Ten generations more, and we meet Abraham our Father. God was not generally present to all people during Abraham's lifetime, but God did have a very personal relationship with Abraham, Isaac, and Jacob, and also interacted directly with Hagar. At the Akedah, God tests Abraham and we enter into a covenant together.
In one sense, this is the beginning of the Jewish people. Abraham travels widely and builds many alters and sacrifices many animals. But, we still do not have any law; no sense of being Jewish. We segregate ourselves by circumcision but that is about it.
The relationship with God is still personal and intimate but not widely shared.
Fast forward a bit and we are facing an existential threat and relocate to Egypt because of a famine.
The total number of Jacob’s children and grandchildren who came down to Egypt was just 70 plus wives. 400 years later, we numbered 600,000. And now we are crossing into the wilderness with Moshe Rabeinu.
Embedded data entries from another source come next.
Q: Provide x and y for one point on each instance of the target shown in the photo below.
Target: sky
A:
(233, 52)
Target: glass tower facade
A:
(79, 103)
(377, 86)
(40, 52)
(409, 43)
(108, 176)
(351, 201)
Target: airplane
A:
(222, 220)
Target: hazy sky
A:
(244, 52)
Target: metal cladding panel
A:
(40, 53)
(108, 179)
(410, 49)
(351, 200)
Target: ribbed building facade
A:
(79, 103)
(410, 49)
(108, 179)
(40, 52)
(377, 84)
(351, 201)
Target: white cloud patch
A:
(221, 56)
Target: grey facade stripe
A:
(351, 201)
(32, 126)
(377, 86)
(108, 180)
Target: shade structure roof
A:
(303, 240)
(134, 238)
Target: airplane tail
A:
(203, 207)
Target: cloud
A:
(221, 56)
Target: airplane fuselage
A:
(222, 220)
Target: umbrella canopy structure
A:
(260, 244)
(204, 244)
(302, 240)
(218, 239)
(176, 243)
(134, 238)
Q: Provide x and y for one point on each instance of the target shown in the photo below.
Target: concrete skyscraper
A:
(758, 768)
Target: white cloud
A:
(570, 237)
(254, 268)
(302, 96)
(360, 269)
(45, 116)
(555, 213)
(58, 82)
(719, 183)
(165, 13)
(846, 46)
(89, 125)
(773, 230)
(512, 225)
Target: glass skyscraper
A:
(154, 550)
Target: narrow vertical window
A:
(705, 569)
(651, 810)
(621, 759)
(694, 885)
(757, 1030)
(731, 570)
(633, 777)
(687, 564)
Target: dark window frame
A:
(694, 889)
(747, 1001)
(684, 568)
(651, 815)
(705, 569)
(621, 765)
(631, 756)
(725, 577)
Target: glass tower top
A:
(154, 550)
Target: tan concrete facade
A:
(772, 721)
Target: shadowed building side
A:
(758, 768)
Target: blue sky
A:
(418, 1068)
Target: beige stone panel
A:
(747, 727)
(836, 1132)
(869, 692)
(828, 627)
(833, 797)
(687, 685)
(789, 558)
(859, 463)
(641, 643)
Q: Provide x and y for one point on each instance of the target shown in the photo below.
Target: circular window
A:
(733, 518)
As we know, Moshe knew God best, but God was very much present physically to the Israelites as they made their way from Egypt to Canaan.
God was present in the Cloud by day and Fire by night. God provided manna every morning, six days a week for food. In this very parasha, God provides potable water at Marah.
God during our time in the wilderness was known as well as anyone has ever known God by Moses but God was also a presence to the whole of the community.
Now we are going to fast forward over our establishment as a People in Canaan. We continued the war begun against the Egyptians and dispossessed many peoples from their land. We established a kingdom and built the first Temple. That kingdom then split into two and the northern kingdom of Ten Tribes was annihilated. Ultimately, Judah, the southern Kingdom, was defeated and we were marched off to Babylon in Exile. Prophets are screaming at us the whole time, to no avail. Our relationship to God, when we had one, was through the Priests and through sacrifice. Gods relationship to us reverted to individual Prophets and they largely ranted into the wind. No one listened. Then exile.
70 years later, Ezra haSofer leads us with Nachmaniah back to Israel under Persian rule. We will not be independent again until 1948. Ezra finds that Jews have become horribly uneducated and sets about a program to fix this. He establishes regular Torah readings on Shabbat morning, Shabbat afternoon, and Monday and Thursday mornings. But he goes further. He realizes that we are just one more calamity away from losing everything in our history. So he and others form the Great Assembly and begin a couple hundred year effort to completely codify the Tanakh and Jewish ritual practice.
Ezra the Scribe is really, in one sense, the father of rabbinic Judaism. Over the next 1000 years or so, Rabbis like Hillel made rulings. Meanwhile, the Jewish laity forgot more and more, assimilated into the Hellenistic and then Roman dominant culture, until later Rabbis decided they had to go even further and write down the Oral Law. First the Mishnah was redacted – basically the crib notes. By about 500 CE, the law book discussion, the Gemara was written down. Together the Mishnah and the Gemara make up what we call the Talmud. The next 1000 years would see many commentaries written on the Talmud, so much so that there are standardized Dafs with Talmud in the center ringed by commentary.
Our relationship to God is now completely through our own hearts and our own learning from the books that these Rabbis wrote and that we engage with and create new teaching today. But our Judaism looks very different from what the Israelites on the banks of the Sea of Reeds may ever have imagined.
Our version of God, shows Rachum – Compassion, Chanun – Grace, is slow to anger, and shows great lovingkindness.
(ז) ה' ה'. אֵל רַחוּם וְחַנּוּן. אֶֽרֶךְ אַפַּֽיִם וְרַב חֶֽסֶד וֶאֶמֶת: נֹצֵר חֶֽסֶד לָאֲלָפִים. נֹשֵׂא עָוֹן וָפֶֽשַׁע וְחַטָּאָה וְנַקֵּה:
(7) Adonoy, Adonoy, Almighty, Compassionate, and Gracious, Slow to anger and Abounding in kindness and truth. He preserves kindness for thousands of generations, forgiving iniquity, transgression and sin, and He cleanses [the penitent].6Shemos 34:6, 7.
But this is not what our ancestors believed at the time. They lived in a world with idol worship, where gods changed from place to place and from time to time. While we warred on the ground, gods warred with us. We read Mi Chamocha after the Shema every morning and every evening. This comes straight from the Shirat HaYom and is literally translated:
So when we read a bloodthirsty song praising an all powerful god, we are not reading about God. We are learning about those who sang it.
Our vision of God will change in six weeks when we get to Sinai, and as we have seen, our relationship and understanding of God will continue to evolve for the next 3000 years. I suspect that we have more growth and evolution yet to come. On the one hand we can rightly celebrate along with our ancestors their introduction to the power of God, without celebrating a slaughter. I would hope that our descendants 3000 years hence will be able to appreciate the problems that we wrestled with and the ways that we sought wisdom from our liturgy and guidance, in a prayerful way, from our version of God.
God, I believe also changes and learns from us, the other, not anywhere close to half of the relationship. I would hope that with sufficient maturation, we will never have a need for the warrior god again.